Laufhilfe hat die Selbstständigkeit erhöht

"Für mich war zu diesem Zeitpunkt klar, dass sich mein Zustand nicht mehr verbessern wird." Die Aussicht: Ein Leben im Rollstuhl.

Umso freudiger und stolz zeigte Philippe von Gliszynski bei der Eröffnung des ZNB, welche Fortschritte er in kurzer Zeit gemacht hat.

Dank der japanischen Laufhilfe konnte der Architekt seine Selbstständigkeit erheblich steigern. Im Februar 2012 stoppten die Ärzte beim 10-Meter-Lauftest an einer Gehhilfe noch eine Zeit von 72 Sekunden.

Im Juni brachte es von Gliszynski auf 26 Sekunden.

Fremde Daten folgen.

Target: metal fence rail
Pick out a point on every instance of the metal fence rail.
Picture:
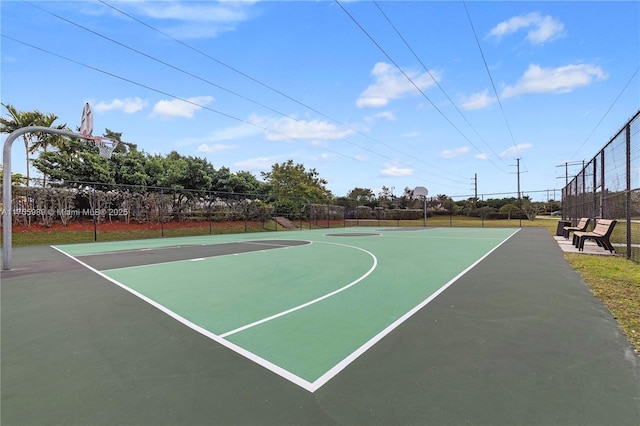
(608, 187)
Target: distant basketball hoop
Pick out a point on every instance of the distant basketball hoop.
(422, 192)
(105, 146)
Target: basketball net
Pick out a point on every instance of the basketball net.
(105, 146)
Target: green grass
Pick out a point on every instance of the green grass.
(616, 282)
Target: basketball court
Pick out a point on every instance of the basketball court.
(334, 326)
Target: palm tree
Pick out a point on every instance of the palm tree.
(17, 120)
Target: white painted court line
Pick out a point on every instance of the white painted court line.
(314, 301)
(147, 265)
(305, 384)
(249, 355)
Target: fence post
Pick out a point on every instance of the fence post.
(162, 212)
(96, 211)
(628, 200)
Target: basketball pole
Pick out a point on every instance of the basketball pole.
(7, 218)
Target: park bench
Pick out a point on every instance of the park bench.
(600, 234)
(581, 227)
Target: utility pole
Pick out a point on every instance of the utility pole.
(475, 189)
(518, 166)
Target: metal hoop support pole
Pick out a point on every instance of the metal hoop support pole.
(7, 218)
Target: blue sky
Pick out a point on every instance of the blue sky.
(369, 94)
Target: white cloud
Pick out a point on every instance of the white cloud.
(180, 108)
(197, 19)
(555, 80)
(454, 153)
(515, 151)
(385, 115)
(391, 84)
(215, 148)
(478, 100)
(541, 28)
(414, 134)
(547, 29)
(127, 105)
(256, 164)
(395, 171)
(288, 129)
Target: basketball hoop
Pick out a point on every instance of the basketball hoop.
(105, 146)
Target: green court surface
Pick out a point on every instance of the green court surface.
(306, 303)
(366, 326)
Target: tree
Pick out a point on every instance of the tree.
(509, 209)
(362, 197)
(290, 185)
(16, 178)
(288, 180)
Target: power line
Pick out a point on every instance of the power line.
(607, 111)
(438, 84)
(279, 92)
(227, 90)
(486, 66)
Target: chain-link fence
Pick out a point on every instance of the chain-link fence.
(608, 187)
(112, 211)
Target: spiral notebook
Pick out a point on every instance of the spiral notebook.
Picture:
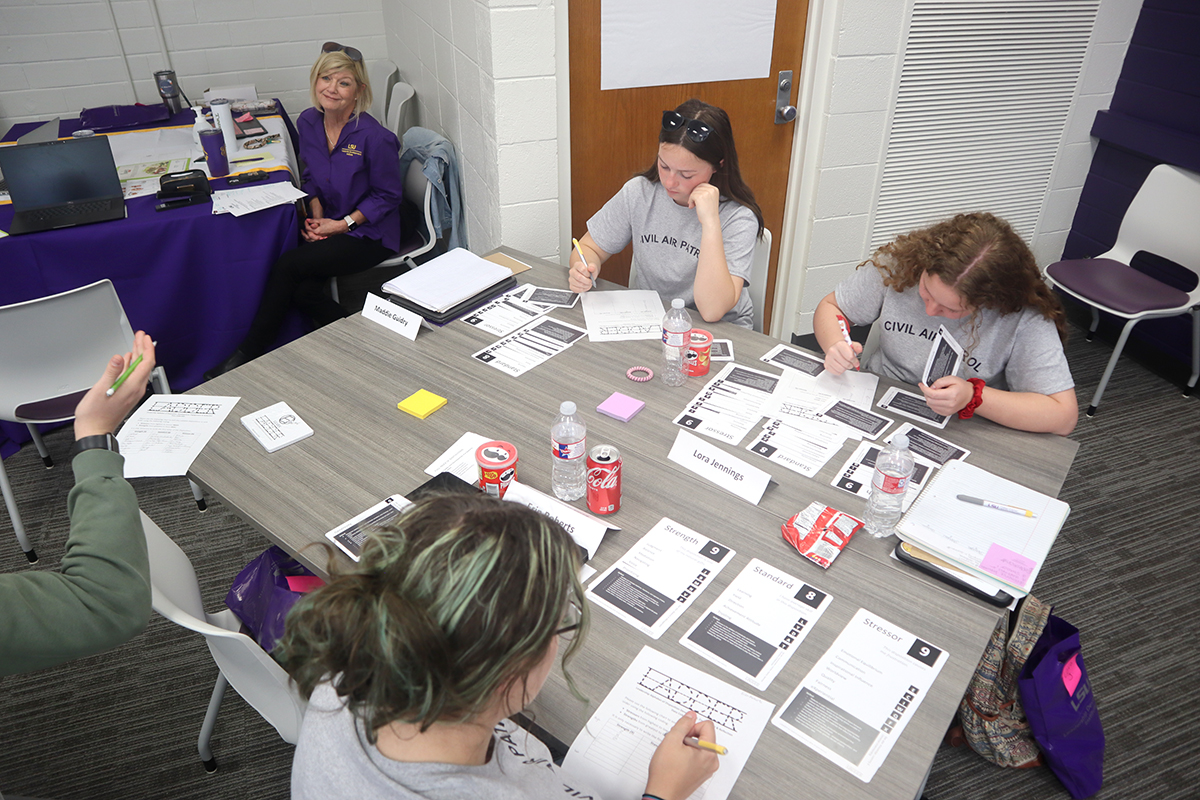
(1003, 533)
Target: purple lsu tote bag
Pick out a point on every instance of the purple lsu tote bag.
(1061, 709)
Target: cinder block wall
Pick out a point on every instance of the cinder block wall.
(484, 72)
(864, 66)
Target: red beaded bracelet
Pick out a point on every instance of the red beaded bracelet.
(976, 401)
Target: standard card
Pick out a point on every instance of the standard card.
(911, 405)
(757, 623)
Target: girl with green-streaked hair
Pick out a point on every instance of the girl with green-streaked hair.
(414, 662)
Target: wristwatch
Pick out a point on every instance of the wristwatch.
(100, 441)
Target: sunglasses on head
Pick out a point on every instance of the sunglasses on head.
(695, 130)
(334, 47)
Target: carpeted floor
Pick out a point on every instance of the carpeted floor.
(124, 723)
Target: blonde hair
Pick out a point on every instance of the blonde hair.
(340, 61)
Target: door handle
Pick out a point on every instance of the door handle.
(784, 110)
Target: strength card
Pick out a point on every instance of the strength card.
(911, 405)
(945, 358)
(659, 577)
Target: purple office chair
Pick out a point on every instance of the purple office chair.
(1164, 220)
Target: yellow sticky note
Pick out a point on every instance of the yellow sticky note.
(421, 403)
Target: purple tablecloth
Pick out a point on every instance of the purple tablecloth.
(190, 278)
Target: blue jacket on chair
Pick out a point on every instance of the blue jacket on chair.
(441, 166)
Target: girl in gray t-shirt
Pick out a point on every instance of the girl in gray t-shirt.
(977, 277)
(691, 218)
(414, 662)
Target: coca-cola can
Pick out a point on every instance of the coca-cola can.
(604, 479)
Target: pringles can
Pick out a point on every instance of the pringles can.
(700, 349)
(497, 467)
(604, 479)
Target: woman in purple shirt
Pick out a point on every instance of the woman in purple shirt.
(351, 170)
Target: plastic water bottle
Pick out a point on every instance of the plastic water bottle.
(569, 440)
(893, 469)
(676, 334)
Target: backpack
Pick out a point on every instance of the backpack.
(991, 717)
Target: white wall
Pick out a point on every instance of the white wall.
(484, 72)
(863, 66)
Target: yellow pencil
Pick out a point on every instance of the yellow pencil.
(694, 741)
(580, 251)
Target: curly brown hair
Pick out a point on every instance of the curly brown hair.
(981, 257)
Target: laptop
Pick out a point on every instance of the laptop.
(45, 132)
(61, 184)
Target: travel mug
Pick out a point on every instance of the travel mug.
(215, 152)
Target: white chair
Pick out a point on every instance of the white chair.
(241, 662)
(383, 76)
(759, 277)
(418, 241)
(397, 108)
(52, 350)
(1162, 220)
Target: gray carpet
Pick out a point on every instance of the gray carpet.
(124, 723)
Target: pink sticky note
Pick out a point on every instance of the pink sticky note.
(621, 407)
(1071, 674)
(303, 583)
(1007, 565)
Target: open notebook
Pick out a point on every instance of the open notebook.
(997, 545)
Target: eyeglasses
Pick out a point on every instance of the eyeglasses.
(334, 47)
(696, 130)
(573, 619)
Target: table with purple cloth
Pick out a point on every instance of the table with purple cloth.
(189, 277)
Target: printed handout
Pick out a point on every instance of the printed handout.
(612, 752)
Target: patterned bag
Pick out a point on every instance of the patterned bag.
(993, 719)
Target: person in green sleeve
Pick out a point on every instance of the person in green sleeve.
(101, 597)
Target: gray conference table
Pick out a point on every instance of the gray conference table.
(346, 379)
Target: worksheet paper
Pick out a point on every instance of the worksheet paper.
(505, 313)
(532, 344)
(167, 432)
(659, 577)
(623, 316)
(857, 699)
(729, 407)
(911, 405)
(547, 296)
(460, 458)
(612, 752)
(801, 445)
(856, 474)
(757, 623)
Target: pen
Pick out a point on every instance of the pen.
(997, 506)
(700, 744)
(845, 332)
(580, 251)
(129, 371)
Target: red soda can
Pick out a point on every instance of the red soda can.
(604, 479)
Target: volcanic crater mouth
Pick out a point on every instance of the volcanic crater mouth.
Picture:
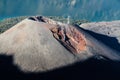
(67, 35)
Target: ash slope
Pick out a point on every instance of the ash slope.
(35, 49)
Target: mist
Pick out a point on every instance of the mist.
(92, 10)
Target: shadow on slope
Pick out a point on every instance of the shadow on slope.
(111, 42)
(92, 69)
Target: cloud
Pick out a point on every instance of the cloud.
(73, 2)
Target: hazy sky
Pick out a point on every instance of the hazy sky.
(93, 10)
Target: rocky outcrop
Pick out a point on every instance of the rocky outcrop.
(66, 34)
(40, 44)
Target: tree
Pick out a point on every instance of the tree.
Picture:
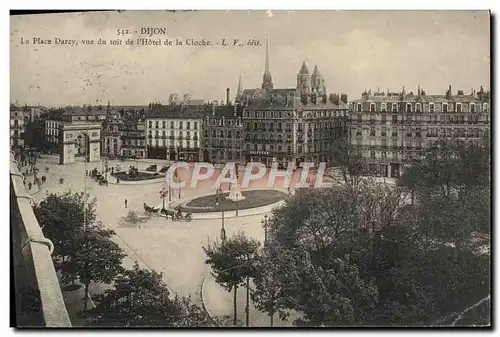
(61, 218)
(232, 262)
(361, 255)
(140, 298)
(268, 284)
(95, 258)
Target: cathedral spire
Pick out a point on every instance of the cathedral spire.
(267, 80)
(267, 54)
(240, 88)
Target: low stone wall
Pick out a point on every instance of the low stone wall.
(227, 214)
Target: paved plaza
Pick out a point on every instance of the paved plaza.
(174, 248)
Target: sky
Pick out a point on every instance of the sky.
(354, 50)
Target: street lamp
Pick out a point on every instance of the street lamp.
(163, 194)
(264, 224)
(219, 194)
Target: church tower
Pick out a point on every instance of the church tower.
(240, 88)
(303, 81)
(267, 80)
(317, 82)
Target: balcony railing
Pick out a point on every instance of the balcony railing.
(38, 298)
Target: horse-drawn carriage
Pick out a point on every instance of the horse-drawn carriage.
(175, 216)
(149, 209)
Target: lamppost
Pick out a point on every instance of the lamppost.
(220, 195)
(264, 224)
(163, 194)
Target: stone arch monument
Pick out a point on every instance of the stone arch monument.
(69, 134)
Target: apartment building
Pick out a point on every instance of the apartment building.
(173, 131)
(391, 129)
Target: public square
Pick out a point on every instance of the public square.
(173, 248)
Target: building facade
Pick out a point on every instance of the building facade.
(391, 129)
(133, 138)
(52, 131)
(16, 128)
(173, 131)
(222, 134)
(292, 124)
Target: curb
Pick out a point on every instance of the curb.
(228, 214)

Er läuft jetzt an einem Rollator und ohne Roboter weit über 1000 Meter.

Möglich macht das die Lernfähigkeit des Körpers. Denn der Roboter braucht die Hilfe des Patienten. Der trägt das 14 Kilogramm schwere Gerät und ist mit Sensoren verkabelt.

Diese Kontakte auf der Haut liefern Impulse an den Roboter weiter, den zuvor das Gehirn in Richtung Beine geschickt hat.

Der Roboter führt dann die Schritte aus, die wegen der zu schwachen Nervenreize und der zu schwachen Muskulatur vom Körper verweigert wurden. Ist das Training dann tatsächlich erfolgreich, übernimmt der Körper wieder die Funktion des Roboters.

Bald werden zehn Roboter zur Verfügung stehen

Professor Thomas Schildhauer: "Wir beobachten durch das Training mit dem Anzug eine deutlich gesteigerte Mobilität, einen intensiven Muskelaufbau und ein höheres Aktivitätsniveau."

Der Ärztliche Direktor der Uniklinik Bergmannsheil schränkt aber ein: "Die zerstörten Nervenbahnen sind nicht verheilt. Und auch nicht für jeden Querschnittgelähmten ist das System geeignet." Aber auch Patienten mit spastischen Leiden sind eine mögliche Zielgruppe.

Das neue Zentrum ist angegliedert an das Universitätsklinikum Bergmannsheil. Nach der Testphase des «Hybrid Assistive Limb» (HAL) geht es jetzt in Bochum in die nächste Runde.

Zuerst stehen fünf, später sollen sogar zehn Roboter bereitstehen. Pro Woche müssen die Patienten an fünf Tagen zwei Stunden damit arbeiten.

Von Gliszynski hat als Bauleiter auf Baustellen gearbeitet. Das wird er nicht mehr können. Als Architekt aber will er weiter arbeiten. Das war vor einem halben Jahr für ihn noch unvorstellbar.